The mystery of the work is one of the ways the audience and the actor bind together as everyone in the room is discovering this play at the same time. Playwright Nassim Soleimanpour, an Iranian writer who is restricted from leaving his home country for reasons explained in the play, wrote the script as a kind of archaeological document — a message in a bottle — which the actor and the audience together must decipher.

  • WHYY thanks our sponsors — become a WHYY sponsor

We shan’t break that shell — it’s fragile integrity must remain intact for the play to work — but we can gauge the anxiety and rewards of this play by visiting the actors backstage immediately before and after their performances.


David Morse (“Treme,” “St. Elsewhere,” “12 Monkeys,” “The Green Mile”): “Listen, I know a little about the man, as most people know. I think.
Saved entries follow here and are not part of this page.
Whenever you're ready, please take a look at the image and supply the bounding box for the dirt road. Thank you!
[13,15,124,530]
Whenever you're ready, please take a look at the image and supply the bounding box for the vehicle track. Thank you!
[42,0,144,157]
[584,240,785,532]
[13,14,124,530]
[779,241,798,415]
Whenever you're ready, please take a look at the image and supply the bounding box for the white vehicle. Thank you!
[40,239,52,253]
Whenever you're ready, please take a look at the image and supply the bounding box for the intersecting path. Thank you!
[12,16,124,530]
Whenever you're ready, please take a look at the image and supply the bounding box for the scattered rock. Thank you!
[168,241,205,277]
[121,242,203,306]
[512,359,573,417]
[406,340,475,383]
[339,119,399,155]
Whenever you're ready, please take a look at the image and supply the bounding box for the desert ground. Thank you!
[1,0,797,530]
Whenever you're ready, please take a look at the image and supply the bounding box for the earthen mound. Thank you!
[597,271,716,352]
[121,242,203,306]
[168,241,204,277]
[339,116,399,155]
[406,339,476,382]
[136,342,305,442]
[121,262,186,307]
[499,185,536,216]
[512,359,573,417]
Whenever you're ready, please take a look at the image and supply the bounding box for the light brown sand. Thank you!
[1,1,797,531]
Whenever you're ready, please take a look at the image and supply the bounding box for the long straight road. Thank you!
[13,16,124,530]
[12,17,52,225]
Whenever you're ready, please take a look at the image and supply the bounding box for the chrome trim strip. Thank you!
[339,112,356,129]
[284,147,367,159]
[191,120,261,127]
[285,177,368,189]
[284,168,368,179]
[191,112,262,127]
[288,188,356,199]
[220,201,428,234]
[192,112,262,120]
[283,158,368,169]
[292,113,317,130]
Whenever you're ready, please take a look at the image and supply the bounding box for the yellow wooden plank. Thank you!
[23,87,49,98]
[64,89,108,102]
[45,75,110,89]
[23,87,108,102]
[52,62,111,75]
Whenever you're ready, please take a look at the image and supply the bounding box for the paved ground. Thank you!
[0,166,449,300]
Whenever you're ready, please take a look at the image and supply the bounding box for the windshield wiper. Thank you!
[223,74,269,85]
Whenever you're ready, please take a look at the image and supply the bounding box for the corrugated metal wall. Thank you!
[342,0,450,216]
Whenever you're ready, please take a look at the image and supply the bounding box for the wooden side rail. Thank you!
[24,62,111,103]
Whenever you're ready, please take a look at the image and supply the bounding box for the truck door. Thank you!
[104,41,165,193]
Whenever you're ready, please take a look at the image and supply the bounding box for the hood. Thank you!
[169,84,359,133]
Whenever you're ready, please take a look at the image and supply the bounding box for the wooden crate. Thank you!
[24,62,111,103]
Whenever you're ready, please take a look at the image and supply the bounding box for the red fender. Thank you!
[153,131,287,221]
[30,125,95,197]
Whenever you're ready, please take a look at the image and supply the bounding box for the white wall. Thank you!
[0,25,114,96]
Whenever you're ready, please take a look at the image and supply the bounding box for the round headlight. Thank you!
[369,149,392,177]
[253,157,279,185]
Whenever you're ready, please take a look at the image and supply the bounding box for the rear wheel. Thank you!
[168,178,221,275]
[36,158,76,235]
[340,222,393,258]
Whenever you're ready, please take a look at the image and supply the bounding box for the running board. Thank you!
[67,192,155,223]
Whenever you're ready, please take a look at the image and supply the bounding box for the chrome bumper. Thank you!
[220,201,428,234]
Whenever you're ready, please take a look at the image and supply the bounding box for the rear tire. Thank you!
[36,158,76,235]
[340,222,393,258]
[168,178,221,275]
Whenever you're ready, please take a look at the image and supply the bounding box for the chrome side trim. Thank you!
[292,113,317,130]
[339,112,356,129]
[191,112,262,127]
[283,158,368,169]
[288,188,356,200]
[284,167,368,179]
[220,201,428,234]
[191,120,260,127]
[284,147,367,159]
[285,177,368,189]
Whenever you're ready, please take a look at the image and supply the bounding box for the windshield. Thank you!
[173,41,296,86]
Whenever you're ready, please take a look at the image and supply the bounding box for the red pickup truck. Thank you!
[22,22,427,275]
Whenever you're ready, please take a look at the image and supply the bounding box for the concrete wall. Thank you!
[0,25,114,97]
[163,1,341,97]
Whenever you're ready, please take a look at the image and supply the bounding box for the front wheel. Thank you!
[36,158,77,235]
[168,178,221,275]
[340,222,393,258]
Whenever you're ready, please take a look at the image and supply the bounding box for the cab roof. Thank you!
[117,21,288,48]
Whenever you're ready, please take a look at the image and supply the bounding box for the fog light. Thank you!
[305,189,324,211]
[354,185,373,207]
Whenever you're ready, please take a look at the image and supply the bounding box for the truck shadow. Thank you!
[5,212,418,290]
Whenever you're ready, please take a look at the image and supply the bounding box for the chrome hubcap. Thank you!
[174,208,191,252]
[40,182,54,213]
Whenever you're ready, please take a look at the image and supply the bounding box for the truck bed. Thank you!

The whole thing seems incredibly mysterious.”

K.O. DelMarcelle (2014 Barrymore Award nominee for “Emma” at the Lantern Theater): “I signed on to do this a few months ago. It was whim. I was at a dinner party … a few glasses of wine in, and then here we are.”

Brian Anthony Wilson (“The Wire,” 2014 Shakespeare in Clark Park’s “Henry IV”): “Just to be open to what comes. One of the biggest tools an actor has is to listen and be present. This is a perfect chance for that, to be as present as I can be.”

DelMarcelle: “The closest thing this feels like is, a few months ago, I did stand-up comedy for the first time. That was really scary. That level of anxiety is where I’m at right now. I’m right there. Yeah.”

Wilson: “Little nervous. I have a little thing of Champagne. A little sip.”

Morse: “The circumstances of this playwright are very compelling, living in a country where he is either not allowed to express himself, or be very careful about how he expresses himself. … I also think it’s an adventure. I just like the adventure of it.”


Wilson: “I feel drained.”

DelMarcelle: “It was really cool. I haven’t done anything like that before. It moved me. I wasn’t expecting to be moved. It was really powerful, in a fun way. That’s hard to do.”

Morse: “I almost wish I wasn’t an actor. I wish I was more raw. It would be interesting to see it with people who are not actors, who do not have a facility for being up there on stage.”

Wilson: “I didn’t nail it. No. I would have done things differently, but you don’t have that luxury. I just hope I served the writer’s intent. There is no director, just the writer’s words and me. And the audience.”

DelMarcelle: “Nassim Soleimanpour is aware of how the actor is feeling, and is really empathetic and created a situation in which you can’t fail. If you show up, you can’t fail.”

Morse: “I want to — most actors want to bring as truthfully something to light as you can. At the end of the day you’re always limited by ‘It’s still me.’ You know, it’s me in this body; I’m not truly that person. I truly wanted to have him represented. But he’s done it in such a theatrical way, it gives permission for it to be theatrical, to be an actor.”